Saturday, April 12, 2008

Asskickery

I've been casting about in my music collection, seeking Just The Right Thing. I seek Metal To Kick Ass By. Not that I want to kick anyone's ass in particular. I'm not even in a bad mood. I just feel the need to listen to Metal To Kick Ass By. There are times when it becomes necessary to lay the pretensions and boundaries of civilization aside and listen to the sort of music the Germans might have listened to before killing 20,000 Roman soldiers in the Teutoberger Wald.

Not all metal is suitable for this purpose. Black metal has a cold, evil tone, but it doesn't sound particularly violent or aggressive. In many cases it sounds thin and "wiry", which I think was an acoustic accident in the early days of Darkthrone and later became a stylistic element as ubiquitous as corpsepaint (ironically, the first Mayhem album sounds much richer than "Transilvanian Hunger", but there's no fighting progress). Mind you, I like black metal, but I don't find that it appeases the Inner Teuton much at all.

I'm also greatly fond of melodic death metal in most of its forms, especially Insomnium and including the quasi-pop schtuff like In Flames. It's moderately aggressive (a review of an Insomium concert concluded that they "left no ass unkicked") but it's not stupendously so. Too many melodic breaks, too many keyboard washes, too much discipline to get stuck in a riff that would make Nathan Explosion nod. I'm reminded of Still Moving Sinews by Dark Tranquility. I think it's positively brilliant until 0:41 elapsed, when all of a sudden the bottom drops out and the thing hacks and spits like a Poppin' Johnnie at idle. I love my melodic death metal (or Karelian Metal, or whatever they're calling these days) but it doesn't really defeat the legionary, if you get my drift, and to extend the Teutoberger Wald motif.

Sometimes metalcore can get the job done, but I don't have a large metalcore collection and the only real metalcore album I have, "Sounding the Seventh Trumpet", never quite seems to go over the top. I like it, in particular for its narrative thread and for its interesting mixture of styles and textures, but Hatebreed it aint, and it doesn't take long for that monotonous hoarse shouting to grow old on me.

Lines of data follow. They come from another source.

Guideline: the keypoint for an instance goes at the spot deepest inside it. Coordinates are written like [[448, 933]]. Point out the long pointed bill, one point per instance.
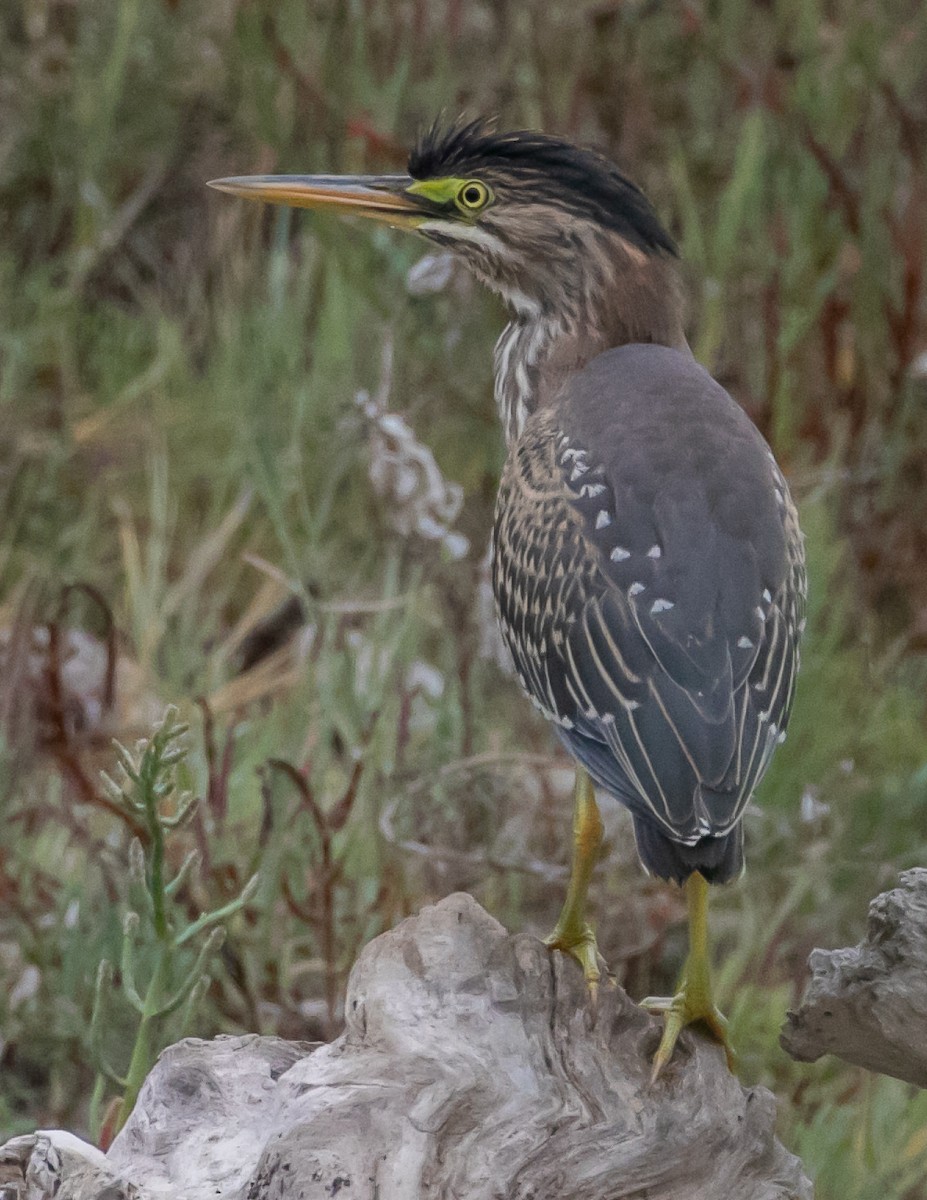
[[381, 197]]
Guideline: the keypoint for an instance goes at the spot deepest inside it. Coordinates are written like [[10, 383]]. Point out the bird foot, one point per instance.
[[579, 942], [688, 1006]]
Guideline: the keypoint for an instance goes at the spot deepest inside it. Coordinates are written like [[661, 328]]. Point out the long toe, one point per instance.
[[686, 1008], [580, 945]]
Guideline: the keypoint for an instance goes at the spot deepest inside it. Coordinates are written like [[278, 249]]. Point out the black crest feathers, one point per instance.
[[549, 169]]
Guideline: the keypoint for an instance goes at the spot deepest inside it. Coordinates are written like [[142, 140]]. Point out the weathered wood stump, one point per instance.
[[868, 1005], [471, 1068]]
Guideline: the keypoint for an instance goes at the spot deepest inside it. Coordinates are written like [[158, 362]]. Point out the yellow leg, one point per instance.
[[693, 1000], [573, 934]]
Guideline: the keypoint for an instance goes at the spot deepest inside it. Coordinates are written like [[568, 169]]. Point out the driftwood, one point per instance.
[[471, 1068], [868, 1005]]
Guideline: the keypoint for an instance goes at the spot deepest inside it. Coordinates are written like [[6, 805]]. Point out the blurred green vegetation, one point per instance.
[[184, 449]]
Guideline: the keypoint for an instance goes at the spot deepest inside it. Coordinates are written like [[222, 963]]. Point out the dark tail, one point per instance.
[[718, 859]]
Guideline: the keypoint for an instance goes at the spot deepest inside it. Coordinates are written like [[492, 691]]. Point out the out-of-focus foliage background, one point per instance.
[[210, 409]]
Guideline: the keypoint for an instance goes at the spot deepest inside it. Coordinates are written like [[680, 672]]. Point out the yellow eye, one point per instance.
[[473, 196]]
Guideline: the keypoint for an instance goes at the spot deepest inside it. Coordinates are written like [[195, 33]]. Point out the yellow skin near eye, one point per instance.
[[470, 195]]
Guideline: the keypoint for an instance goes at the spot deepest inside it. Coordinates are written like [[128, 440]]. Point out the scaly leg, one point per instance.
[[693, 1000], [573, 934]]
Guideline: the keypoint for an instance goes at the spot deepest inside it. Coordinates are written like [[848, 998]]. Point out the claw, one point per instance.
[[580, 945], [687, 1007]]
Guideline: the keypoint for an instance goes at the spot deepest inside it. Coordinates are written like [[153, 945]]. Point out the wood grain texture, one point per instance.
[[867, 1005], [470, 1068]]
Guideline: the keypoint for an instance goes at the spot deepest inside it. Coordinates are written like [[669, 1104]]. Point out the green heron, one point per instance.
[[647, 563]]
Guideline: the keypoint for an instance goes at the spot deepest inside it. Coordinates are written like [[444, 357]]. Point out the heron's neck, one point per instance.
[[639, 301]]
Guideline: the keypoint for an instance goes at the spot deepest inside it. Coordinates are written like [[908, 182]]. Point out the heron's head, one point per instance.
[[536, 217]]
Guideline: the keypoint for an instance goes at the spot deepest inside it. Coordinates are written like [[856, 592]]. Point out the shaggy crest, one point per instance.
[[556, 172]]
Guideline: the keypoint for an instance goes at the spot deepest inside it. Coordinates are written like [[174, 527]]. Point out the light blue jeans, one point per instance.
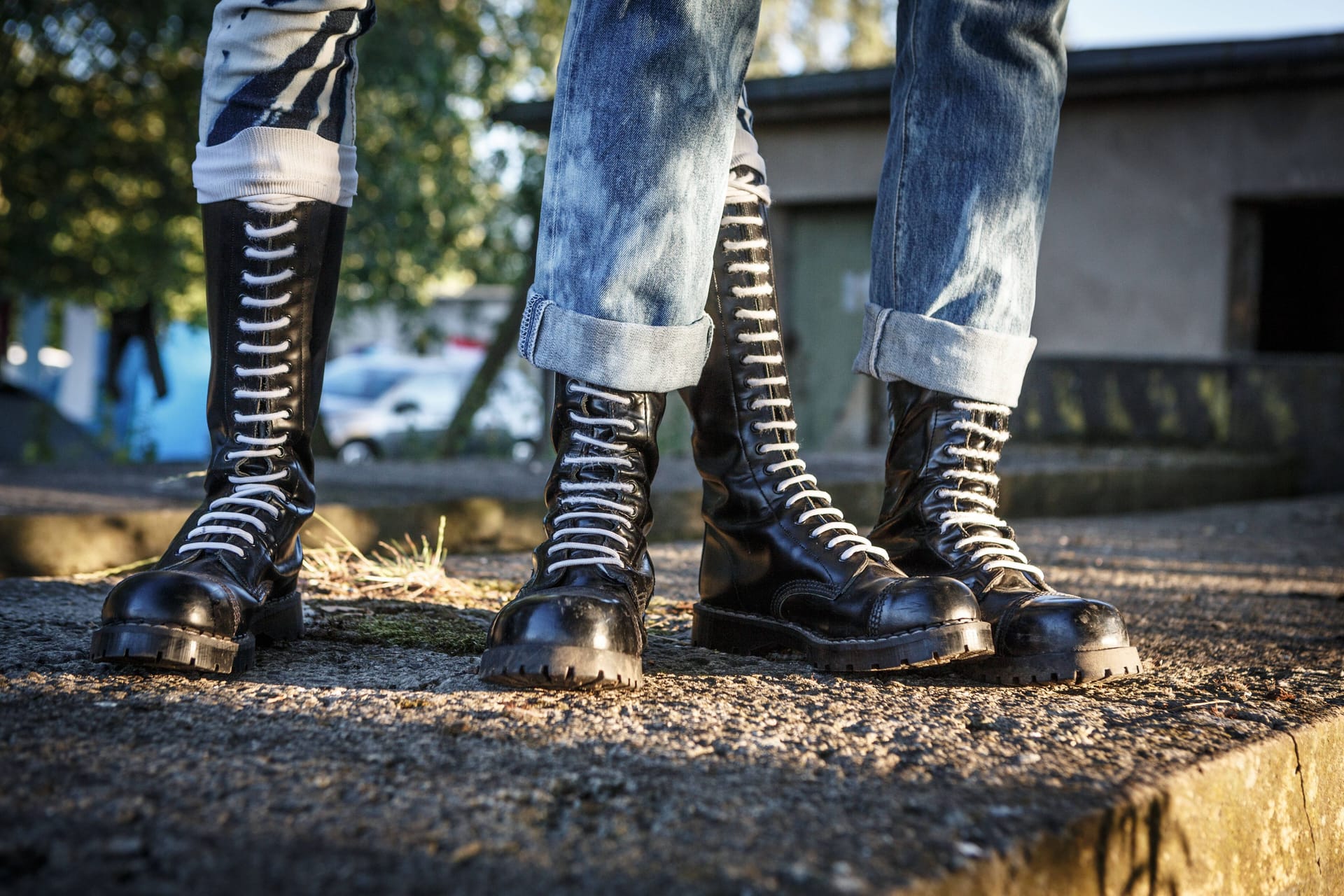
[[641, 143], [643, 134]]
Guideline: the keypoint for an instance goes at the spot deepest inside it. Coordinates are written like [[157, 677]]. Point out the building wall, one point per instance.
[[1138, 248]]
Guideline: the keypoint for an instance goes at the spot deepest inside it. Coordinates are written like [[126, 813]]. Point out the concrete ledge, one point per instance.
[[1268, 818], [369, 758]]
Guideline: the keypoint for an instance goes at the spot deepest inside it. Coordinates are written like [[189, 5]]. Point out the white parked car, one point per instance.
[[401, 405]]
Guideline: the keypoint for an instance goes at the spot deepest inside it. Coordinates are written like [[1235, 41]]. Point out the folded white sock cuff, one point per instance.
[[276, 160]]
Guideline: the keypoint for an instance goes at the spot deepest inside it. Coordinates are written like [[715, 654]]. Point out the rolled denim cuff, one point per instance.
[[965, 362], [276, 160], [636, 358]]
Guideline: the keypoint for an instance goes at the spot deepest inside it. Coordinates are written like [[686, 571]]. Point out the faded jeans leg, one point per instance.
[[974, 113], [641, 137]]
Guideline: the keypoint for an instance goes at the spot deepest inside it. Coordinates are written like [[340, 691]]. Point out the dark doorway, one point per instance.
[[1291, 272]]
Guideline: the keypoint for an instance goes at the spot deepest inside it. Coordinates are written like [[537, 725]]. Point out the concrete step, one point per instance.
[[370, 760], [58, 520]]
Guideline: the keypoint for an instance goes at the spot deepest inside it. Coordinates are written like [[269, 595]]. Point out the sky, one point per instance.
[[1130, 23]]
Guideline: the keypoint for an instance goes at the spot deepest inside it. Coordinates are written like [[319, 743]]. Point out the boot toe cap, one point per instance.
[[1058, 622], [570, 620], [166, 597], [923, 602]]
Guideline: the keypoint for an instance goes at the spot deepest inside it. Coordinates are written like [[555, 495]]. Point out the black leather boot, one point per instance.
[[578, 622], [781, 567], [229, 580], [939, 517]]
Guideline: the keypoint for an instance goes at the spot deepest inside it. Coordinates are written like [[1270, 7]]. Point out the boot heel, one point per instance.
[[284, 621], [733, 634]]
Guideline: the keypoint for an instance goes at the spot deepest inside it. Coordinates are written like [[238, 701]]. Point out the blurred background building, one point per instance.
[[1190, 282]]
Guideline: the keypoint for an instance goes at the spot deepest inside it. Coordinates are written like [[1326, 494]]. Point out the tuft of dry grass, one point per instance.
[[405, 570]]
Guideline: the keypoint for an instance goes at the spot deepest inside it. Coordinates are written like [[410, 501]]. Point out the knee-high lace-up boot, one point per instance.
[[578, 622], [229, 578], [940, 517], [781, 567]]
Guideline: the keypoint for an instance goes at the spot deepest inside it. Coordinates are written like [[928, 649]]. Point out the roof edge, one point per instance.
[[1104, 73]]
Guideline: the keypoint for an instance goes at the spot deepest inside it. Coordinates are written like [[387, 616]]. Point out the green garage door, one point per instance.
[[824, 293]]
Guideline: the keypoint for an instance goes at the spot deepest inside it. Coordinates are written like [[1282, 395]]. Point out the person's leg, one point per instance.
[[974, 120], [781, 568], [274, 174], [974, 111], [641, 136]]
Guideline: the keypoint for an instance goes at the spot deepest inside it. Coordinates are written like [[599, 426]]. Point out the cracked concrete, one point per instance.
[[369, 758]]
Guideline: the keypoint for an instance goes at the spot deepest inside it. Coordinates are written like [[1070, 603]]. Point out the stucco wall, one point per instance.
[[1136, 255]]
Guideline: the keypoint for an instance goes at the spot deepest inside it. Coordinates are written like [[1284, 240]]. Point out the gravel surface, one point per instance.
[[369, 758]]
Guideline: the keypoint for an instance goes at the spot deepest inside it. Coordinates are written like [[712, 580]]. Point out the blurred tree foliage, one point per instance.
[[99, 106], [824, 35]]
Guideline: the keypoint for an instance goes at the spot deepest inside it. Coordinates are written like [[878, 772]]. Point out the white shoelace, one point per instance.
[[1006, 551], [589, 495], [249, 491], [802, 482]]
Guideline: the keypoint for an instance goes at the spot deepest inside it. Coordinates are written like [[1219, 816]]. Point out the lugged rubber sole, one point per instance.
[[556, 666], [179, 649], [1059, 668], [743, 633]]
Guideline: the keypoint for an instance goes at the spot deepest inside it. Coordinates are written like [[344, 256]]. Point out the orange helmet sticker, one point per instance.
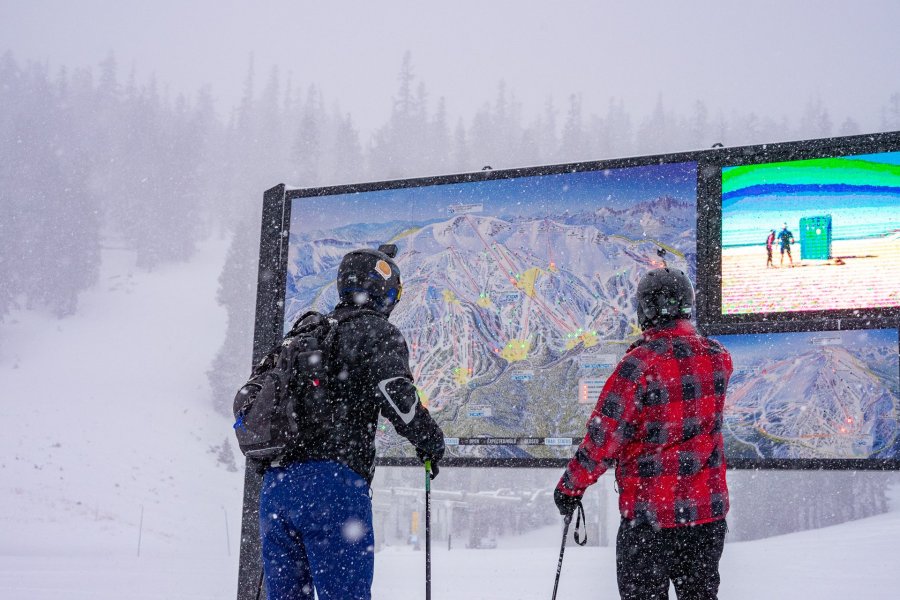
[[383, 269]]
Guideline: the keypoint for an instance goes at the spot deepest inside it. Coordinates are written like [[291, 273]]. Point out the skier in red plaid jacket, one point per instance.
[[658, 422]]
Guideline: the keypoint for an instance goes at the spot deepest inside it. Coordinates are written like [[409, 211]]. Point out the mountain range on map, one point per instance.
[[828, 402], [494, 310]]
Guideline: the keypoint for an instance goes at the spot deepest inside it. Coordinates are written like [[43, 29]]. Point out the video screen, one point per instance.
[[824, 395], [518, 294], [811, 235]]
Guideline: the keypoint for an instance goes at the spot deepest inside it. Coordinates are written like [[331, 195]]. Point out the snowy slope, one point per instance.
[[109, 426], [107, 415]]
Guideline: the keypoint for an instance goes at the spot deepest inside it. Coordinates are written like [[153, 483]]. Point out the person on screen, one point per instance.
[[315, 508], [786, 238], [658, 422]]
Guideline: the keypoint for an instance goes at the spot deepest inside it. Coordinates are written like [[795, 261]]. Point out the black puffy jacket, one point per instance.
[[370, 375]]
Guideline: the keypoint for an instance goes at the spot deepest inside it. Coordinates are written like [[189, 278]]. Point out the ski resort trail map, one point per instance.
[[830, 394], [517, 293]]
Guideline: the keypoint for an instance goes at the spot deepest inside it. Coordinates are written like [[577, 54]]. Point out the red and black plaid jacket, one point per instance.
[[658, 420]]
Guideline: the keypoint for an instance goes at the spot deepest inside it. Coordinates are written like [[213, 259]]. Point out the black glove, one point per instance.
[[565, 503], [423, 456]]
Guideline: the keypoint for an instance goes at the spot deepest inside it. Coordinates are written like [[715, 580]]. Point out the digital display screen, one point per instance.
[[518, 294], [824, 395], [811, 235]]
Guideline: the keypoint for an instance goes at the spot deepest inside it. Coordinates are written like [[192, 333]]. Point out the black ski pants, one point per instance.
[[648, 558]]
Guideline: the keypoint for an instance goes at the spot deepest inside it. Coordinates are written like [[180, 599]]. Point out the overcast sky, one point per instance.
[[770, 57]]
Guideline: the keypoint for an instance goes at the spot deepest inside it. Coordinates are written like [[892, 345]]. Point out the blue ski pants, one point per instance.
[[315, 521]]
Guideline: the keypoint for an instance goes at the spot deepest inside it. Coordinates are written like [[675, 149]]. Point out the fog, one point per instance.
[[147, 132], [767, 57]]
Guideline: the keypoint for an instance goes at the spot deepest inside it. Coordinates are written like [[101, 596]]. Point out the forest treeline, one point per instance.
[[94, 159]]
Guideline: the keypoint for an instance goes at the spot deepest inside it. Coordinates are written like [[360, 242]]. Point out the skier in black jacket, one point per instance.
[[315, 507]]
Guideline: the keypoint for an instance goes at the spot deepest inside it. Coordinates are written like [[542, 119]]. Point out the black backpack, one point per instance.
[[284, 405]]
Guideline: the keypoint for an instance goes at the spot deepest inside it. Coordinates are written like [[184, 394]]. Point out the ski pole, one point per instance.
[[427, 530], [562, 551]]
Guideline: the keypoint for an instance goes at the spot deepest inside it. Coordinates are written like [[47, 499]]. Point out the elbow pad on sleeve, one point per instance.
[[400, 394]]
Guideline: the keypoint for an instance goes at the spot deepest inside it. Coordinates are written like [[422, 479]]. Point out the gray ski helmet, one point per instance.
[[369, 278], [664, 295]]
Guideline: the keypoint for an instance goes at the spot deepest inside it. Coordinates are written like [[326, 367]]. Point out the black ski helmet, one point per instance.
[[664, 295], [370, 278]]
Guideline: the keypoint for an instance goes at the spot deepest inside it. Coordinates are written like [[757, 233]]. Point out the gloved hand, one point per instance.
[[423, 456], [565, 503]]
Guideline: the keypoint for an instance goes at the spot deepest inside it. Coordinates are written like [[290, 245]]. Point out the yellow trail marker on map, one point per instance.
[[516, 350], [527, 281], [588, 338], [461, 376]]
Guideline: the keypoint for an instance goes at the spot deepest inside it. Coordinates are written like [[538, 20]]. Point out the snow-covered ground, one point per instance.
[[108, 447]]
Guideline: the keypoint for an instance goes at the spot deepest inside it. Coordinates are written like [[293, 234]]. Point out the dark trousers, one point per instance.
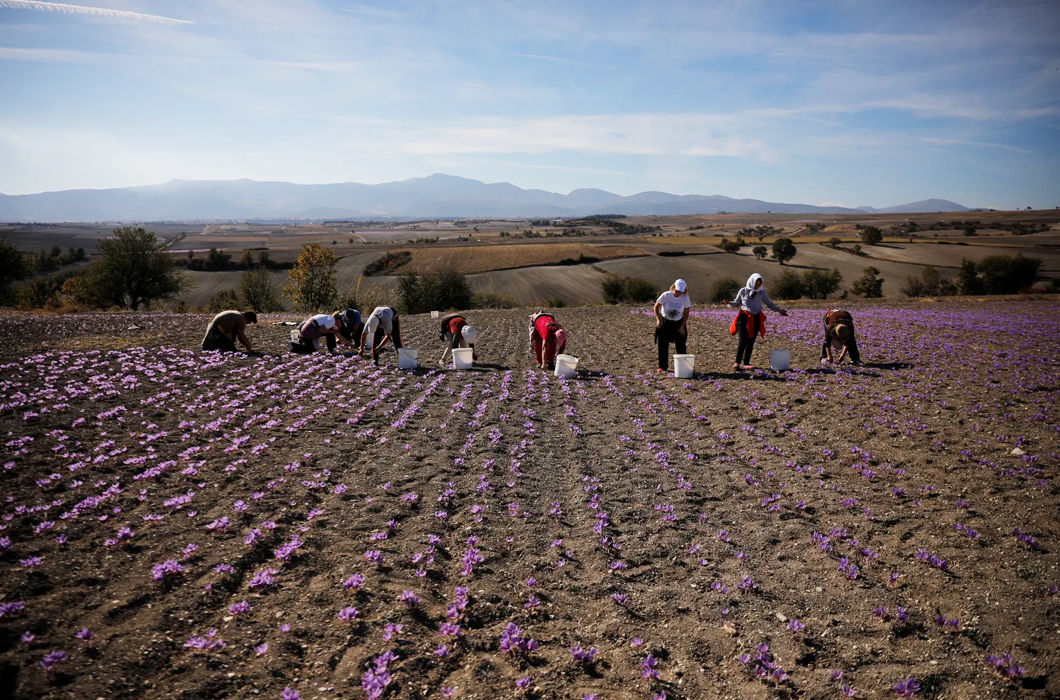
[[851, 349], [746, 343], [667, 333], [394, 335], [217, 340]]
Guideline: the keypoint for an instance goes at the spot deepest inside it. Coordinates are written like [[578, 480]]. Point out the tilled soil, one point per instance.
[[168, 513]]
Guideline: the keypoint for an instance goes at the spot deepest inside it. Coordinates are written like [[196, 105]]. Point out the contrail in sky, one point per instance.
[[85, 10]]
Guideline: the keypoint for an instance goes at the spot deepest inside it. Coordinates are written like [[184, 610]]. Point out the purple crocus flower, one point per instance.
[[52, 659], [907, 687]]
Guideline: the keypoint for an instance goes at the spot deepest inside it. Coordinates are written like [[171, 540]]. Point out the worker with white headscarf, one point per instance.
[[751, 320]]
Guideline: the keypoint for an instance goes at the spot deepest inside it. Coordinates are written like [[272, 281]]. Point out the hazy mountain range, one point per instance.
[[437, 196]]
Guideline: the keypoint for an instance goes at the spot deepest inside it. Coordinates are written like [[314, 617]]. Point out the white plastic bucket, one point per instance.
[[566, 366], [462, 357], [683, 366], [407, 357]]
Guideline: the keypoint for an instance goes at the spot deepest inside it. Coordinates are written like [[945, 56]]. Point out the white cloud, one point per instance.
[[95, 12]]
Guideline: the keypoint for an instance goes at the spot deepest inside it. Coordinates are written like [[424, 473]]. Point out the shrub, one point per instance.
[[13, 266], [789, 285], [614, 290], [783, 250], [818, 283], [312, 280], [619, 290], [724, 290], [133, 270], [224, 300], [728, 246], [868, 284]]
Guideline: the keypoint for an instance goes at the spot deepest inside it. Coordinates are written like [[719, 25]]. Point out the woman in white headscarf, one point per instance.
[[751, 321]]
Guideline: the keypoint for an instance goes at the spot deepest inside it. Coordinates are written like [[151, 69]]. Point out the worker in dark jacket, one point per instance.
[[840, 338]]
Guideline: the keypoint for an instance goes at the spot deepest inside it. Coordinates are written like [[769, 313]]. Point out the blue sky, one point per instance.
[[847, 102]]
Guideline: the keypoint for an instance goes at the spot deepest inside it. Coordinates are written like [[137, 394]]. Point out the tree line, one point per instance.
[[134, 269]]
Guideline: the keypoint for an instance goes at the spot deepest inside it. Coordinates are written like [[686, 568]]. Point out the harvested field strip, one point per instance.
[[487, 258]]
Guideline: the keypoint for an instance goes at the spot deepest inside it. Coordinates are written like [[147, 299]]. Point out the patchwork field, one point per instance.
[[191, 525]]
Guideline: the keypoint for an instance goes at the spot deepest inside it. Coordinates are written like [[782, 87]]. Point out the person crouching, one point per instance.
[[671, 321], [840, 338], [226, 328], [751, 320], [547, 339], [456, 333]]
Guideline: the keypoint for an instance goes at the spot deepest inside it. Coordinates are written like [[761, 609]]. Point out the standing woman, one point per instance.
[[751, 320], [382, 326], [455, 332], [547, 339], [671, 320]]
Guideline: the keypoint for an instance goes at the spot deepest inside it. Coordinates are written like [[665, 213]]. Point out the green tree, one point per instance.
[[614, 289], [13, 266], [258, 291], [818, 283], [133, 270], [868, 284], [968, 279], [728, 246], [311, 284], [783, 249]]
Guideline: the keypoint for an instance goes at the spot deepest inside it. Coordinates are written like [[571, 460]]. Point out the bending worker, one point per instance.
[[383, 325], [547, 339], [330, 327], [671, 320], [840, 338], [226, 328], [751, 320], [457, 333]]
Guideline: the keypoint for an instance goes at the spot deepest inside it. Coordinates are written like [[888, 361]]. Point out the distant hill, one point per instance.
[[437, 196]]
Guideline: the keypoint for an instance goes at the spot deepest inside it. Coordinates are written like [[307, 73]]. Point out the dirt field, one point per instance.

I'm not a fan of Florida death metal.

So when one desires Metal To Kick Ass By, one must reach for the Carcass, its ancestor Carnage, and its by-product Dismember. The first two songs of "Necroticism: Descanting the Insalubrious" are usually enough to take care of my need for Ass-Kickin' Metal. How can one go wrong with Inpropagation and Corporeal Jigsore Quandary, two songs which amount to almost thirteen minutes of high-grade ass-kickery? That'll get your Teutonic tribesmen jumping, ja! Hell, even Carcass in its later death-and-roll phase is still pretty vigorous - clap ears on Rock The Vote someday. The story is that Carcass got tired of doing grindy death metal and changed styles, producing something that wasn't quite heavy enough for old fans, but too heavy for the mainstream, but it'll do for me, because I can't get enough of that "electric saw" guitar sound.

I don't listen to metal all the time. In fact, most of my real favorites aren't metal at all. If you asked me to quickly name my top ten favorite songs, the list would look something like this:

Dance With You (Bowling For Soup)
A Tale Untold (Robin Trower)
Twice Removed From Yesterday (Robin Trower)
Castle Walls (Styx)
Big Log (Viktor Krauss remake of Robert Plant)
Run Like Hell (Pink Floyd)
In the Groves of Death (Insomnium)
Adagio for Strings (Samuel Barber)
Cosmic Messenger (Jean-Luc Ponty)
Freeway Jam (Jeff Beck)
Why Me? (Planet P)

But when you're in a mood for ass-kicking music, I'm afraid that the likes of Jean-Luc Ponty and Styx just aren't going to get it done.